Crameri: In Esmeraldas gab es bereits im Dezember Terrorakte als Folge der Ermordung von sieben Bandenchefs. Es gab Tote, die am nächsten Tag mit weiteren Vandalenakten gerächt wurden: Brände an Tankstellen, Anschlagsversuche mit selbstgebauten Bomben in der zentralen Polizeistation und mehrere Autos gingen in Flammen auf. Dazu kamen Plünderungen und verschiedene Zerstörungen. Bis vor zwei Tagen waren auch Schiessereien an der Tagesordnung. In Guayaquil gab es Überfälle von Gangstern auf drei Krankenhäuser und auf den nationalen Fernsehsender TC. Viele Bandenmitglieder sind Teenager, junge Leute ohne Erfahrung oder Ausbildung. Sie sind wie Kanonenfutter, das an die Front geschickt wird, um getötet zu werden. Leider sind diejenigen, die sterben, die «kleinen Fische»; die wirklichen Bosse kommen ungeschoren davon.

Kapelle im Amazonasgebiet von Ecuador
Kapelle im Amazonasgebiet von Ecuador

Kennen Sie Menschen, die von der aktuellen Bedrohungs- und Kriminalitätslage direkt betroffen sind? Wie gehen diese mit der Situation um?
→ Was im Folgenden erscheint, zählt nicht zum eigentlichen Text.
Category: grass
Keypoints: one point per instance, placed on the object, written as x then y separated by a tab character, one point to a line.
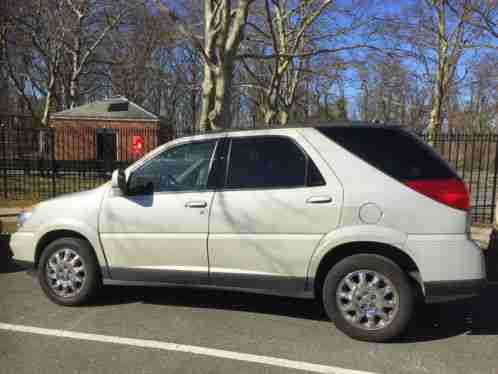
34	188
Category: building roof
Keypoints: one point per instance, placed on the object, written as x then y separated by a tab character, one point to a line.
113	108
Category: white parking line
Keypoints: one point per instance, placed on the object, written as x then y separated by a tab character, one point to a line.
155	344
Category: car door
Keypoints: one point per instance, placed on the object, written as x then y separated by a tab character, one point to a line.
158	230
278	200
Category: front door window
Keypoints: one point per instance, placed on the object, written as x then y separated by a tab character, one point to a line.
182	168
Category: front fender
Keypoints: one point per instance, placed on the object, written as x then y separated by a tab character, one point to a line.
85	230
351	234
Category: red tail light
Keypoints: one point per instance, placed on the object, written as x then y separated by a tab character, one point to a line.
451	192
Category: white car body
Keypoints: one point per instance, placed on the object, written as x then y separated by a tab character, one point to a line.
264	240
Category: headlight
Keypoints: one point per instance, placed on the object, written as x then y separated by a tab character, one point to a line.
24	216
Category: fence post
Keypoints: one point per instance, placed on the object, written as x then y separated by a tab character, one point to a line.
4	158
494	181
51	132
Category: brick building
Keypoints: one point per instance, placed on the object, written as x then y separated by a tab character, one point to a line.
113	129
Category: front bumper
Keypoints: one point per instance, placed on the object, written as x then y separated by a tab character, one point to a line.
23	245
442	291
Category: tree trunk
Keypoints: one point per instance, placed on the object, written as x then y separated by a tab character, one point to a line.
221	115
208	93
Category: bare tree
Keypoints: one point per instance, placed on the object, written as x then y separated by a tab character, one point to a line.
223	32
289	35
85	25
33	52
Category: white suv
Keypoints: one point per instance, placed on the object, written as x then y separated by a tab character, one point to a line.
366	219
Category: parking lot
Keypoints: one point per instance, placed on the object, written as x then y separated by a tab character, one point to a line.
150	330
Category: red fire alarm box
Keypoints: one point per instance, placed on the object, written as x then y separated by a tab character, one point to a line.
137	145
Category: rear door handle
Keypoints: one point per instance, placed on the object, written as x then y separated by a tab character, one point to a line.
319	200
196	204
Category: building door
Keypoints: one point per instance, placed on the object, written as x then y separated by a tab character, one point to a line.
106	147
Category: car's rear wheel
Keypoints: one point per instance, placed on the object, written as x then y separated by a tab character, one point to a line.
368	297
68	272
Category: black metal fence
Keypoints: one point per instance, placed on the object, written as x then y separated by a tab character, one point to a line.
36	164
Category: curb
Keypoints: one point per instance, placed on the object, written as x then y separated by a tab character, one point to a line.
5	252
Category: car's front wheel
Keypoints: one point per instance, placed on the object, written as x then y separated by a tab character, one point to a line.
68	271
368	297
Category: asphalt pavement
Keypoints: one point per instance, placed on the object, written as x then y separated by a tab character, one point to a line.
178	330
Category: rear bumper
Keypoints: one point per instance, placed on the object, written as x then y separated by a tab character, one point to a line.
442	291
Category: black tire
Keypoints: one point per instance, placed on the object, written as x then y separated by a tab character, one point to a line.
386	268
92	274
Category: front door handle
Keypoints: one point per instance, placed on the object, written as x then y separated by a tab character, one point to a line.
319	200
196	204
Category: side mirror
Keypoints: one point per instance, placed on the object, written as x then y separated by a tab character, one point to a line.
118	181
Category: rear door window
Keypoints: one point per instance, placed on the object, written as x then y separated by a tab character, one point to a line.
260	162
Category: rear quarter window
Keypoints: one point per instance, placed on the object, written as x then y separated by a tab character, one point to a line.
395	152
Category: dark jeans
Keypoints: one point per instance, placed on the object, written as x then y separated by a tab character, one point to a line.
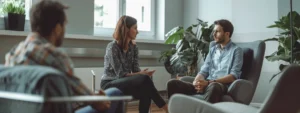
141	87
115	107
213	92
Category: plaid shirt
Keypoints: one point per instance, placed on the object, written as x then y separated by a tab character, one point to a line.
36	50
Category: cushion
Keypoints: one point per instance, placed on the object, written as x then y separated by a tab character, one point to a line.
247	61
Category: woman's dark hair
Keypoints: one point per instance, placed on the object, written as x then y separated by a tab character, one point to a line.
226	25
45	15
123	26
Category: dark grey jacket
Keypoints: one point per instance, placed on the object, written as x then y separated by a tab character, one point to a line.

Crameri: Mir liegen Informationen aus dem Bildungsbereich vor: In vielen Einrichtungen, die mit dem Apostolischen Vikariat Esmeraldas verbunden sind, haben zahlreiche Familien ihre Kinder aus den Schulen genommen. In einer Schule haben sich sogar mehr als 160 Kinder abgemeldet, weil die Familien bedroht wurden. Ganz zu schweigen von der Erpressung von Lehrpersonen. Allein in Nuevo Ecuador haben wir innerhalb eines Monats dreimal den Rektor gewechselt. Und die Liste ist lang. Es vergeht keine Woche, in der ich nicht Hilferufe erhalte, um ganze Familien, die bedroht werden, in andere Städte zu bringen. Als Kirche haben wir das so genannte «Ghost Protocol» (Menschen, deren Leben in Gefahr ist, werden an einen sicheren Ort gebracht, A.d.R.), das es uns ermöglicht, die Opfer zu unterstützen. Dies wird auch von internationalen Organisationen unterstützt.

Gebet
Gebet

Wie verhalten Sie sich als Bischof in dieser Situation? Haben Sie konkrete Pläne, um zu intervenieren?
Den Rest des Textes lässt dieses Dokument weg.